Home > Get involved > Amor Residency at Baldessin Studio

Amor Residency at Baldessin Studio

This residency allows a visual artist to explore works on paper, in particular printmaking. You’ll use research material from the Library and the studio facilities at Baldessin Studio.

The residency includes:

$5000 funding, Baldessin Studio access, accommodation and support to the value of $5000

desk space at the Library for 12 months

access to collections and Library staff expertise.

Funding is based on approximately 1 month of work in the Library. This can be either continuous or broken up over the year, and you’ll have access to your office for the full 12 months. 

You will arrange the residency with Baldessin Studio at a time within 2024–25, depending on your project and research plans and studio availability.

Not all areas of Baldessin Studio are wheelchair accessible at this stage. Find out about accessibility at Baldessin Studio.

Apply now

About Rick Amor & Baldessin Studio

Built from bluestone in 1971, Baldessin Studio is 50 kilometres from Melbourne in the bushland of St Andrews.
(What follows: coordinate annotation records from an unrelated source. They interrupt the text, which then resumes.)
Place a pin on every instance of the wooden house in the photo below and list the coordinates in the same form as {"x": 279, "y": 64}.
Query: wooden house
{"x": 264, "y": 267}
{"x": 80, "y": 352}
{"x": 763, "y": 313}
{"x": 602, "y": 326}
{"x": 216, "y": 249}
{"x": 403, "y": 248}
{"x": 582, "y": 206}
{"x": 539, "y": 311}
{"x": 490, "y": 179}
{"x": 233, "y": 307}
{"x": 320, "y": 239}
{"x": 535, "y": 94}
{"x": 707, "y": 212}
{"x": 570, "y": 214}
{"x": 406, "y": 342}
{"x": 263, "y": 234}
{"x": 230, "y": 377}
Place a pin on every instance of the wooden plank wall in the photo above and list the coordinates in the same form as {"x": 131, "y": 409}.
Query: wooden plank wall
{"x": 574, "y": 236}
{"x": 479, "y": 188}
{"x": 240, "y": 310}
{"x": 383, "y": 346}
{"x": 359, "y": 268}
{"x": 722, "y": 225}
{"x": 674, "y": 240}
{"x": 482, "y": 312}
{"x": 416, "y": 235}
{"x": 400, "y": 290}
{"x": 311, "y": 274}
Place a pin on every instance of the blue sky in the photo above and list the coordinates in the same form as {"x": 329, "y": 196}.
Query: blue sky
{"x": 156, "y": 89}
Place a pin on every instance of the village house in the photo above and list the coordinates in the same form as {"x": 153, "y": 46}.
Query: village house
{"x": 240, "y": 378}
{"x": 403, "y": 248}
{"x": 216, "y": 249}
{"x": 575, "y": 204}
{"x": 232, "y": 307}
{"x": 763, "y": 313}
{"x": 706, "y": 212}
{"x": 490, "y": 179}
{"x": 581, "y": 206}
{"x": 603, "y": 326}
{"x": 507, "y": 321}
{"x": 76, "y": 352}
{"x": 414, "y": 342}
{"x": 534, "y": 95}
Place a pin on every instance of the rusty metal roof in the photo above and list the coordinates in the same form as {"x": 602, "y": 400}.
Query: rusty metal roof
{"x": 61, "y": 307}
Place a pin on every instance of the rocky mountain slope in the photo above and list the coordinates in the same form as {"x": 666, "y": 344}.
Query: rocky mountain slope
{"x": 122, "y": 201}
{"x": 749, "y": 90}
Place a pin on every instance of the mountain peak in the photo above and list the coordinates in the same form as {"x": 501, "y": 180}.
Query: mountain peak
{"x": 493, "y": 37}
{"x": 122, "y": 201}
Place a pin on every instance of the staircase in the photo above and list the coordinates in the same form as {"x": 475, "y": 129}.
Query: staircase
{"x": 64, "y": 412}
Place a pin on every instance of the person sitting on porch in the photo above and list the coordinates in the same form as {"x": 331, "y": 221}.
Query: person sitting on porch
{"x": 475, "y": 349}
It’s named in memory of its builder: artist, printmaker and sculptor George Baldessin (1939–1978).

The Amor Residency at Baldessin Studio is generously supported by artist Rick Amor and Baldessin Studio.

Previous recipients

Explore our fellows gallery to learn more about the inspiring projects undertaken by past and present fellows.

  • 2022: Dr Ry Haskings with the project Boxes, bars and rules: Abstraction through newspaper design and historical networks, which investigated new purposes for seemingly outdated modes of traditional newspaper design.
  • 2019: Judith Martinez with the exhibition and artist's book Australis Grandiflora, a speculative historical narrative of fictional botanist Eleanor Nightingake and her quest to discover a mythical bloom.
  • 2018: Glen Skien with the etchings and artist's book Poetics of Ephemera which explored the Library's archives of ephemera resources such as letters, postcards, family photos, diaries and materials which exist within the margins of historically significant narratives.
  • 2017: Kyoko Imazu with the etchings and artist's book Following the Secret Hiding Spots - Exploring Childhood Memories and Imagination, which explored imagination and memories from her childhood in Japan and juxtaposed them with the Australian landscape.
  • 2016: Rosalind Atkins with the project Behind the big brick wall of Alphington Paper Mill, which explored the concept of relationship to place and the impact that developmental changes to her local environment will have on her art practice.